Because we know that COVID-19 vaccines can protect people from the harmful effects of this virus and allow us to return to normal church ministries sooner, in my opinion, churches should be promoting COVID-19 vaccination. Not only will vaccinated Christians be protected from serious complications if they get infected, but they will also be able to serve others in need sooner and contribute to ending the pandemic.
It is unfortunate that this pandemic has been so politicized that some church leaders are hesitant to endorse vaccination, but I suggest that we use the Great Commandment as our primary motivation. Although experts are not certain vaccination will prevent the spread of COVID-19, there is a very good chance that vaccines will reduce at least some (if not most) COVID-19 transmission. Therefore, let us love one another by encouraging vaccination, especially those in our churches.

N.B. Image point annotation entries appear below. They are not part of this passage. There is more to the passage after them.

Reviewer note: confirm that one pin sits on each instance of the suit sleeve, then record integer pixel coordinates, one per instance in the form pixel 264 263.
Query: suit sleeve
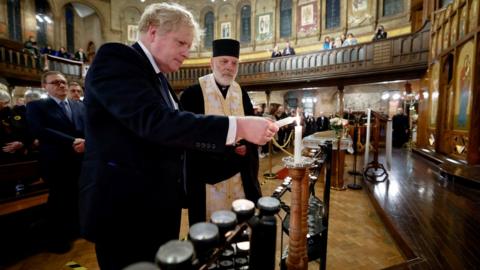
pixel 41 130
pixel 123 82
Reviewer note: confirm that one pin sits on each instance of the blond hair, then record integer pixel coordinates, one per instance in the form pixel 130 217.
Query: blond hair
pixel 168 17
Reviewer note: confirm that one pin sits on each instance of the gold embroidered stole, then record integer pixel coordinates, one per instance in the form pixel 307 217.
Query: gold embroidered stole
pixel 221 195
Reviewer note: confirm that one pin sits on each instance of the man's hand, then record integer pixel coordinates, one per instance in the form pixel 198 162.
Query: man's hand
pixel 79 145
pixel 241 150
pixel 256 130
pixel 12 147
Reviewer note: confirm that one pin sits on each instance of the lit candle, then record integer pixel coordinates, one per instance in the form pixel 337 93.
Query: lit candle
pixel 297 147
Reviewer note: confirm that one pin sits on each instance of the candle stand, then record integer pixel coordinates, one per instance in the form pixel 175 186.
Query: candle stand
pixel 297 250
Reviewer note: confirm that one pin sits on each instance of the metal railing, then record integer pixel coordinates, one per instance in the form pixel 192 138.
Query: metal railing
pixel 389 55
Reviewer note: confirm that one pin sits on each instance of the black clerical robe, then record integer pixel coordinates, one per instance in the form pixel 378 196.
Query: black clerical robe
pixel 211 168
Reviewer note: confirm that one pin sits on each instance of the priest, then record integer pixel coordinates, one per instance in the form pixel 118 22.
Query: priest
pixel 214 181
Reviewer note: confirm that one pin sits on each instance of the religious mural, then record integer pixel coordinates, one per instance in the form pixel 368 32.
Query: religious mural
pixel 453 30
pixel 225 29
pixel 473 16
pixel 446 35
pixel 434 90
pixel 264 27
pixel 358 12
pixel 463 88
pixel 462 27
pixel 308 19
pixel 132 33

But it may take significant efforts and patience to communicate with our church attendees about the benefits of the vaccines. Broughton emphasized this, “I need to continue to have conversations with the congregation. Where this information is coming from makes a big difference to them. The trust greatly increases when they know it is coming from men and women of faith who are knowledgeable about science.”
More important than words are actions. Church leaders can set an example to their congregations by getting vaccinated themselves. There is a lot of distrust of the government, of science, and of COVID-19 vaccines. The most trusted members of many communities are in our churches. Therefore, church leaders can play an important role in encouraging their congregants to get vaccinated.
With the start of COVID-19 vaccination in our communities, we are beginning the long road back toward normalcy. At the same time, the US is experiencing the most tumultuous and divisive period in its recent history. Hinman said, “As the church, we cannot allow how we handle this pandemic and the issue of vaccination to divide us.” To help our churches move forward in unity, I pray these five science-based suggestions can help our churches to be a beacon of light—embracing faith and science—as we resume gathering and continue serving the world around us.
Daniel Chin is a physician trained in pulmonary and critical care medicine and epidemiology with 25 years of global public health experience. In 2003, he led much of WHO’s support to China to contain the SARS epidemic.